7 Kunci menuju pernikahan

Ternyata ngambil keputusan untuk menikah tu gampang-gampang susah ya. Ga semudah ketika kita mutusin untuk 'jadian'. Semua-mua jadi kelihatan menakutkan, bingung harus gimana nantinya setelah menikah, wah ternyata ribet juga ya...mungkin ini ga berlaku untuk semua orang tapi kebanyakan pasti ngalami kebingungan yang teramat sangat ketika tiba waktunya untuk menentukan jalan hidup yang harus dijalani selanjutnya karena waktu terus berjalan maju jadi mau ga mau ya harus dihadapi.

Na..disini saya pingin share dikit tips yang pernah saya baca diblog temen mengenai gimana dan apa saja yang harus disepakati sebelum akhirnya kita mutusin untuk menjalani sisa hidup kita bersama pasangan yang udah menjadi pilihan kita.

Beberapa kunci yang harus dibicarakan dengan pasangan kita adalah:
1. Siapa bendaharanya?
Yang penting adalah transparansi antara Anda dan pasangan.

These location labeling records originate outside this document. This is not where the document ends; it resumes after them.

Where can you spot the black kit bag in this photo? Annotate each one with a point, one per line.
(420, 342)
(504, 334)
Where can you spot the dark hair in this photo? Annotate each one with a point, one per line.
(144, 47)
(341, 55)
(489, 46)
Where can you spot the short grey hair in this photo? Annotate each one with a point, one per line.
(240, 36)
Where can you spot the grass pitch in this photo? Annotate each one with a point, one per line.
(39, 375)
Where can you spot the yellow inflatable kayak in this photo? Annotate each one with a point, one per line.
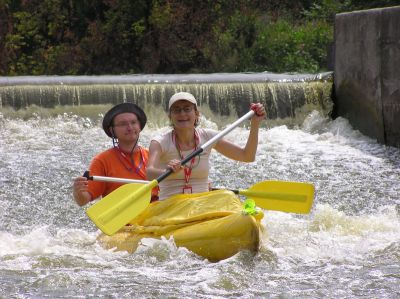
(210, 224)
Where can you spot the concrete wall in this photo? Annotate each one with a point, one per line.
(367, 72)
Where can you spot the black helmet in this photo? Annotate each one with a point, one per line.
(123, 108)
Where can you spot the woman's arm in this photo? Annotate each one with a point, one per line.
(248, 152)
(153, 164)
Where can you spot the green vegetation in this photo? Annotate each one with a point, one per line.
(80, 37)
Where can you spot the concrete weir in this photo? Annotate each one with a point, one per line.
(367, 72)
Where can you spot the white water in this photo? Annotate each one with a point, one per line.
(347, 247)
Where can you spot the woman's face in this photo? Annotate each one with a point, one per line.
(183, 114)
(126, 127)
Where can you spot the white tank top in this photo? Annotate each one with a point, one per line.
(175, 183)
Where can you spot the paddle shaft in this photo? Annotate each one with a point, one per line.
(246, 192)
(112, 179)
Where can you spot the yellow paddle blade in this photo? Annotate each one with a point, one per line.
(292, 197)
(120, 206)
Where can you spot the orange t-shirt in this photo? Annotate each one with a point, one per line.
(114, 163)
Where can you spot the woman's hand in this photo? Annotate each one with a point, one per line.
(175, 165)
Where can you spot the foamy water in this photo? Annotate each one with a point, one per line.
(348, 246)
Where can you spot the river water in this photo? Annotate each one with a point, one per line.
(347, 247)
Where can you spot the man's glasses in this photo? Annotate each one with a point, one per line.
(126, 124)
(177, 110)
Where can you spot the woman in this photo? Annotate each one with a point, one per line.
(126, 159)
(170, 148)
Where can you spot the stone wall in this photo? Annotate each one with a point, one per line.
(367, 72)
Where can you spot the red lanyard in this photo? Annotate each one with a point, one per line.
(132, 163)
(187, 170)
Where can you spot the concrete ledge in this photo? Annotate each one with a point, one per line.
(367, 72)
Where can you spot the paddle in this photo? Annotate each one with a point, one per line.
(122, 205)
(291, 197)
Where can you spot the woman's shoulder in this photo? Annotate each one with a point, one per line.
(207, 133)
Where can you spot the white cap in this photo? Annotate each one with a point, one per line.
(179, 96)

Kedua belah pihak sama-sama tahu penghasilan masing-masing, dan yang terpenting, bagaimana memaksimalkan dan mengatur uang tersebut.
“Siapa yang memegang uang, bukan hal utama. Fleksibel saja. Apalagi sekarang ada joint account atau tabungan bersama di mana suami-istri bisa sama-sama memantau,” ujar Johanes.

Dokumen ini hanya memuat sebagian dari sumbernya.